7. It should also be noted that the Armed Forces Qualification Test (AFQT) used in TBC as a measure of general intelligence is highly g-loaded and correlates as much with a variety of other IQ tests as they correlate with each other. Reifman's (par. 7) endorsement of the claim that the AFQT is really a test of schooling is therefore misleading and invalidates his conclusion that this claim strengthens the case against TBC.

8. The secular increase of approximately 3 IQ points per decade over the last few decades, a phenomenon now known as the Flynn effect, has been a favorite citation by those who wish to minimize the importance of IQ, their theory being that if the average IQ of the population can rise across time, it must not represent anything very important, or at least not anything genetic (see Neisser, 1998). Since the Flynn effect is discussed in TBC, it is surprising that Reifman does not bring it up. Probably the most interesting thing that has been discovered about the Flynn effect since the publication of TBC is similar to the finding of the adoption study previously mentioned. The Flynn effect for Wechsler tests shows it to be unrelated to the g factor; that is, the magnitudes of the secular gains on the various subtests are not at all related to the subtests' g loadings (Rushton, 1999). Apparently the secular gains in Wechsler IQ are attributable to gains in the non-g variance components in the subtests rather than to their common factor, g. What these non-g components consist of in terms of group factors or specificity is as yet undetermined. But Rushton's finding is made worrisome to TBC critics by the fact that the average difference between the mean White IQ and the mean Black IQ on the Wechsler tests is strongly related to g; that is, the g loadings of the subtests significantly predict the magnitudes of the White-Black mean differences on each of the various subtests, an effect known as Spearman's hypothesis (Jensen, 1998b, Chapter 11). When the identical statistical analysis of White-Black differences on the Wechsler scales that displays the effect predicted by Spearman's hypothesis is applied to the subtest differences due to secular gains on the Wechsler scales the result is completely different. Hence, as far as we can tell at present, the Flynn effect and the Spearman effect are entirely different phenomena. So it is unwarranted to use the Flynn effect to belittle the import of the Spearman effect or the Black-White IQ difference.

9. Heritability is most easily understood as the squared coefficient of correlation between phenotype and genotype for a given continuous polygenic trait in the general population. Most critics of TBC do their best to minimize the heritability of IQ. They would prefer to have it zero, but as that has proved wholly impossible they settle for values around 0.4, which is about the heritability of test scores obtained on very young children. The evidence indicates that the heritability of IQ increases with age from early childhood (with heritability around 0.4) to later maturity (over 0.7). Hence it is improper to speak of estimates of heritability without taking age into consideration, rather than viewing all the existing studies of IQ heritability as attempts to estimate one and the same true value of IQ heritability in the population.

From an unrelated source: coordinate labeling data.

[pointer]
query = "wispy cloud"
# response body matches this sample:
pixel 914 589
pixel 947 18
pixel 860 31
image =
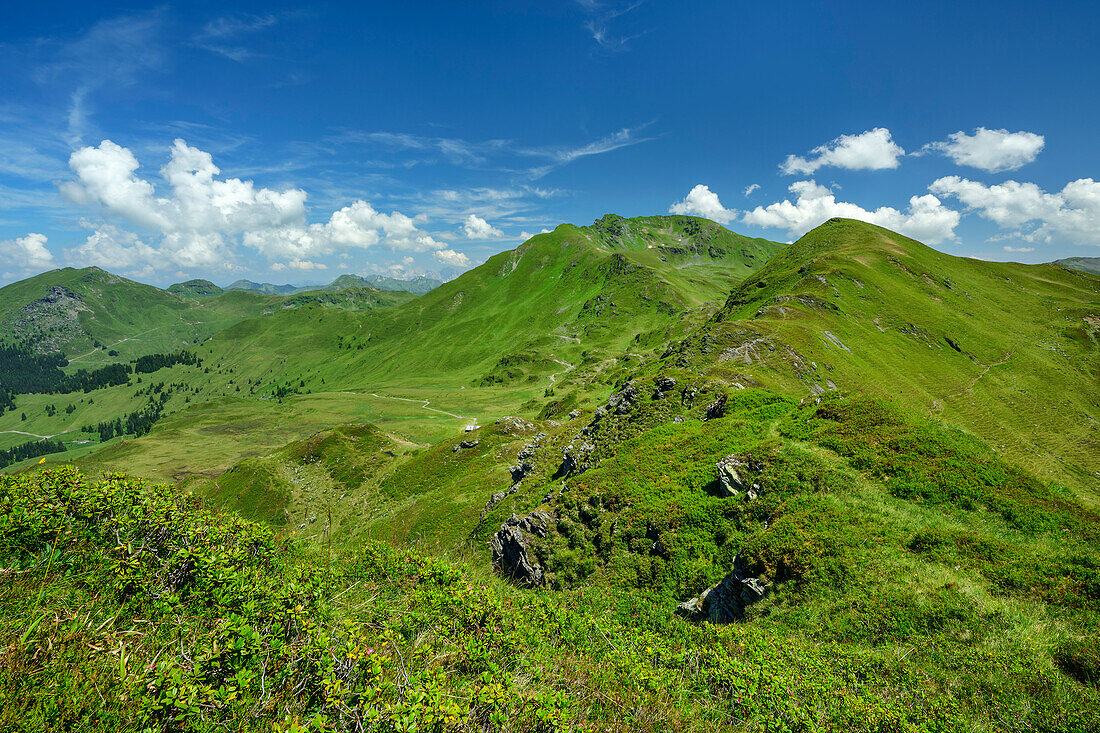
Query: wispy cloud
pixel 223 35
pixel 560 156
pixel 600 21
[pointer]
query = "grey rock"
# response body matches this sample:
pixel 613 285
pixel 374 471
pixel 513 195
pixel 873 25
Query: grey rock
pixel 663 384
pixel 725 602
pixel 730 482
pixel 716 408
pixel 734 472
pixel 510 547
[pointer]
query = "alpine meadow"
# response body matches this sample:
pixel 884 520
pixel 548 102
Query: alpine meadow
pixel 822 462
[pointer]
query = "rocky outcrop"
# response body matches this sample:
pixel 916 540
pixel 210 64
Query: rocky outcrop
pixel 575 458
pixel 623 401
pixel 51 321
pixel 725 602
pixel 510 547
pixel 525 459
pixel 716 408
pixel 663 384
pixel 736 477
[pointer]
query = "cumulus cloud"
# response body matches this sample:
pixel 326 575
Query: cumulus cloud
pixel 872 150
pixel 452 258
pixel 702 201
pixel 28 251
pixel 202 216
pixel 114 249
pixel 926 219
pixel 990 150
pixel 477 228
pixel 1071 215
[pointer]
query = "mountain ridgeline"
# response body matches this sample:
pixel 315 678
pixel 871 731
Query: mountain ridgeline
pixel 642 474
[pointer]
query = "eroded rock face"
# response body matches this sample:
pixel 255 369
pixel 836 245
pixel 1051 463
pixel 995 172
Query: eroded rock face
pixel 716 408
pixel 725 602
pixel 664 384
pixel 525 458
pixel 510 547
pixel 736 477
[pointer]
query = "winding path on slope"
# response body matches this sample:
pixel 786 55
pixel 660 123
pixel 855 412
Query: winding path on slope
pixel 424 406
pixel 35 435
pixel 135 336
pixel 553 378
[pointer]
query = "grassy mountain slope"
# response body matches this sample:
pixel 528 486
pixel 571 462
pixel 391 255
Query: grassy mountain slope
pixel 73 310
pixel 1085 264
pixel 902 597
pixel 1007 351
pixel 913 576
pixel 560 293
pixel 195 288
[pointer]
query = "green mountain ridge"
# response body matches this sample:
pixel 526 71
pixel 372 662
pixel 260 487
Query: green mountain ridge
pixel 706 482
pixel 417 285
pixel 1090 265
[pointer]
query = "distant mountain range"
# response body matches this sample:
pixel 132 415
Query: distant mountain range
pixel 1085 264
pixel 417 285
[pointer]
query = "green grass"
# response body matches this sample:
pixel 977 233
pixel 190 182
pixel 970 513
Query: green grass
pixel 927 529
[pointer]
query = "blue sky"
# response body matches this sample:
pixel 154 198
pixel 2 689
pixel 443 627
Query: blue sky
pixel 294 143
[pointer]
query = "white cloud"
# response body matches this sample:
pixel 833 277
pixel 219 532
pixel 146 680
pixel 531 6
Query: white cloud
pixel 477 228
pixel 872 150
pixel 702 201
pixel 28 251
pixel 524 236
pixel 1071 215
pixel 990 150
pixel 306 265
pixel 926 219
pixel 113 249
pixel 452 258
pixel 202 216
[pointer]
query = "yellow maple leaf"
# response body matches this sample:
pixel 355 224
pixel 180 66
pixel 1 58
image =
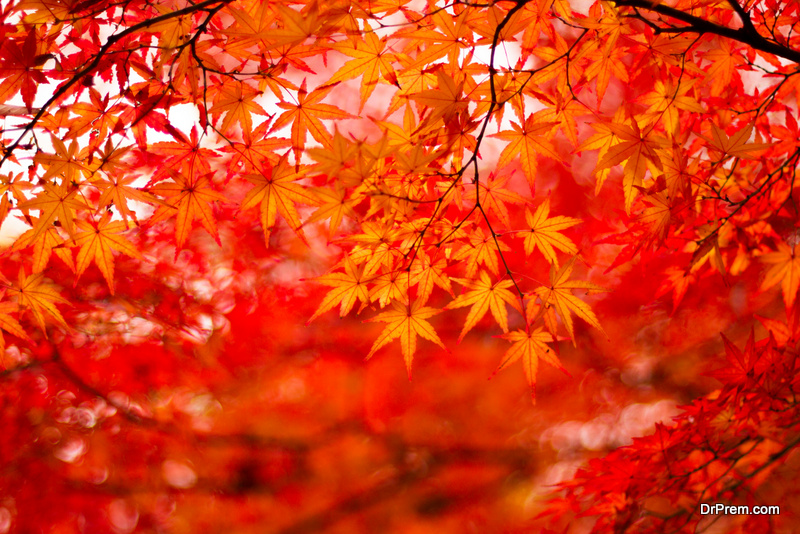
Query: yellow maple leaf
pixel 56 202
pixel 97 241
pixel 43 246
pixel 348 287
pixel 190 198
pixel 9 323
pixel 406 321
pixel 237 102
pixel 276 192
pixel 545 233
pixel 559 295
pixel 369 61
pixel 530 347
pixel 636 149
pixel 305 116
pixel 483 296
pixel 35 294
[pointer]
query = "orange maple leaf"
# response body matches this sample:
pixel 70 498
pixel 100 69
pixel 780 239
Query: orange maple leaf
pixel 43 246
pixel 735 145
pixel 483 296
pixel 55 202
pixel 494 196
pixel 9 323
pixel 97 241
pixel 784 269
pixel 237 102
pixel 530 347
pixel 369 61
pixel 306 115
pixel 559 295
pixel 406 321
pixel 276 191
pixel 191 196
pixel 35 294
pixel 348 287
pixel 545 233
pixel 528 140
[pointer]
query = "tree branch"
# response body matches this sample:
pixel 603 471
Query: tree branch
pixel 747 34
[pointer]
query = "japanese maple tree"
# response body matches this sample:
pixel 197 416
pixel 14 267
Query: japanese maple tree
pixel 216 211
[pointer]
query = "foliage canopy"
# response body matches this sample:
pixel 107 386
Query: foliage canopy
pixel 185 185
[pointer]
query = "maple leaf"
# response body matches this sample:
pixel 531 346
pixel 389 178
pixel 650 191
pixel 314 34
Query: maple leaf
pixel 191 197
pixel 635 149
pixel 494 196
pixel 527 141
pixel 237 102
pixel 741 364
pixel 276 191
pixel 530 347
pixel 43 246
pixel 370 61
pixel 559 295
pixel 97 241
pixel 735 145
pixel 479 250
pixel 117 190
pixel 10 324
pixel 56 202
pixel 427 273
pixel 545 233
pixel 406 321
pixel 334 205
pixel 348 287
pixel 35 294
pixel 784 270
pixel 66 164
pixel 444 102
pixel 20 68
pixel 306 115
pixel 483 296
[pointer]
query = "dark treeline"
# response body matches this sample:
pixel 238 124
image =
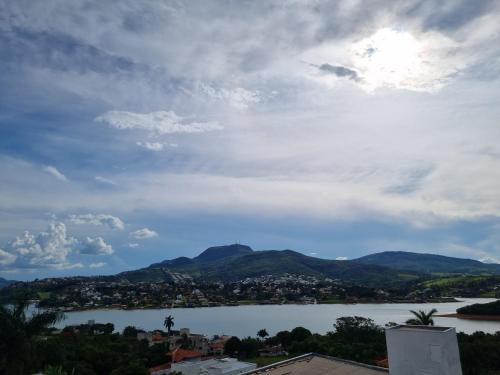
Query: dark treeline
pixel 27 346
pixel 492 308
pixel 360 339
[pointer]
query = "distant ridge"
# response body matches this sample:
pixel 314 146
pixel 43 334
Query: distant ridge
pixel 218 252
pixel 236 262
pixel 4 282
pixel 429 263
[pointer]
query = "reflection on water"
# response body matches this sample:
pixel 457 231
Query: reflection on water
pixel 247 320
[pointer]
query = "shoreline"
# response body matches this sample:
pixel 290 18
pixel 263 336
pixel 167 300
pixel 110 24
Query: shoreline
pixel 488 318
pixel 65 310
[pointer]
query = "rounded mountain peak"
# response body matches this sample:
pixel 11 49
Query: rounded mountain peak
pixel 219 252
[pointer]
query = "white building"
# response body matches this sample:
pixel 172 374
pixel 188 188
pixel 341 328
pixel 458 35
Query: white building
pixel 423 350
pixel 225 366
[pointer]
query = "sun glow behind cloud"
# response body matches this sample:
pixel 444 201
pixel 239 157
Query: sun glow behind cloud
pixel 399 59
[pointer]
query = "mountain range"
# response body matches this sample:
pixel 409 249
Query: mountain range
pixel 237 262
pixel 4 282
pixel 429 263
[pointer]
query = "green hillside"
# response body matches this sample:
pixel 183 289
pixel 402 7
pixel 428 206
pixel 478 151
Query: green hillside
pixel 430 263
pixel 236 262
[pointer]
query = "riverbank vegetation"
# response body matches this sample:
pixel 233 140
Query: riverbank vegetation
pixel 28 345
pixel 491 309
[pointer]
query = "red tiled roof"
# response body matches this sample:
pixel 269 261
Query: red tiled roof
pixel 217 345
pixel 159 367
pixel 179 354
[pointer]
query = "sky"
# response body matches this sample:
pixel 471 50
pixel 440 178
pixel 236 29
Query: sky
pixel 133 132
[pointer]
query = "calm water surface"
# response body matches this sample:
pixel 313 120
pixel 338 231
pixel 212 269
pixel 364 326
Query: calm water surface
pixel 247 320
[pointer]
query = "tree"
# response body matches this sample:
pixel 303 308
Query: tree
pixel 169 323
pixel 18 333
pixel 422 318
pixel 299 334
pixel 355 328
pixel 232 346
pixel 134 368
pixel 262 333
pixel 130 331
pixel 284 338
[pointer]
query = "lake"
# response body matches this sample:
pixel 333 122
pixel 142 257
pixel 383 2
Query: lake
pixel 247 320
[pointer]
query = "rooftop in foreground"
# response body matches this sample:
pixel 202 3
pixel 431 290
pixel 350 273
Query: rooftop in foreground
pixel 318 364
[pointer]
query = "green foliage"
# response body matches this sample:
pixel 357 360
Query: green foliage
pixel 130 331
pixel 249 347
pixel 133 368
pixel 479 353
pixel 19 333
pixel 224 263
pixel 232 346
pixel 299 334
pixel 429 263
pixel 422 318
pixel 262 333
pixel 492 308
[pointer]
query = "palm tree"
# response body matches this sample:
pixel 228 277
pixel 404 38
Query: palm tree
pixel 19 332
pixel 422 318
pixel 169 323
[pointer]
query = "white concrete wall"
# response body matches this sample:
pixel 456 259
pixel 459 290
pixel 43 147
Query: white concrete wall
pixel 420 350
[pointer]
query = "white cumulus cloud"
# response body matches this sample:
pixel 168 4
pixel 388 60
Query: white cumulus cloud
pixel 104 180
pixel 112 222
pixel 97 265
pixel 153 146
pixel 55 173
pixel 95 246
pixel 161 122
pixel 6 258
pixel 143 233
pixel 46 249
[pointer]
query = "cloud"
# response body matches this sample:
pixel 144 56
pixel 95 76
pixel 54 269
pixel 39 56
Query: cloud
pixel 112 222
pixel 104 180
pixel 6 258
pixel 97 265
pixel 153 146
pixel 238 98
pixel 54 172
pixel 51 248
pixel 95 246
pixel 340 71
pixel 157 123
pixel 47 249
pixel 143 233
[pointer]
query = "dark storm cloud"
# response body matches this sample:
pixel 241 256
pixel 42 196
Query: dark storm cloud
pixel 340 71
pixel 62 52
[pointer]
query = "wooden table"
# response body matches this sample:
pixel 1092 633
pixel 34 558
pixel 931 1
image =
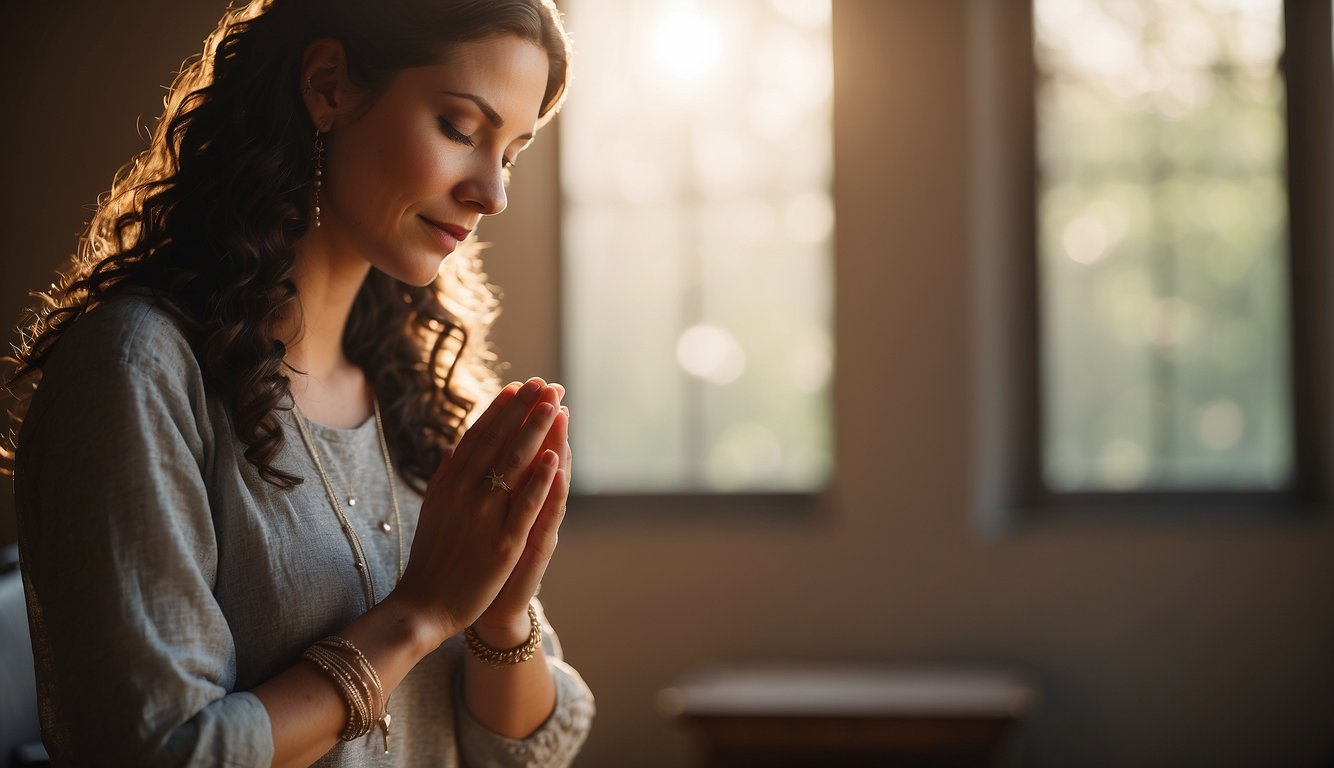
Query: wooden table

10. A more serious problem and less understood phenomenon, however, is the nature of the non-genetic variance in IQ, which may constitute anywhere from 25 to 50 percent of the total IQ variance, depending on the age of the subjects. The preponderance of evidence indicates that by late adolescence virtually none of the non-genetic variance in the population consists of between-families or shared environmental influences, but consists of within-family or unshared environmental influences. To social reformers who discount the message of TBC, this finding, which came as a surprise even to behavioral geneticists, is almost as unacceptable as the evidence for IQ heritability. The non-genetic within-family causes of IQ variation are NOT shared by children who are reared together in the same family, whether they are twins, full siblings, or genetically unrelated adopted children. But TBC critics who minimize heritability appear to believe that the environmental variance in IQ consists mostly of influences that affect all of the children reared togther in the same family (i.e., shared environmental influences). These include the cultural and socio-economic factors on which well-intentioned social reformers have largely based their their hopes of explaining, or even overcoming, the wide range of IQ variation in the population. But it is that between-families component of IQ variance that diminishes to near-zero by mid-adolescence. The only remaining non-genetic variance by that time exists almost entirely within families. The environmentally caused differences in IQ between children reared together are as large as those between children picked at random from different environments.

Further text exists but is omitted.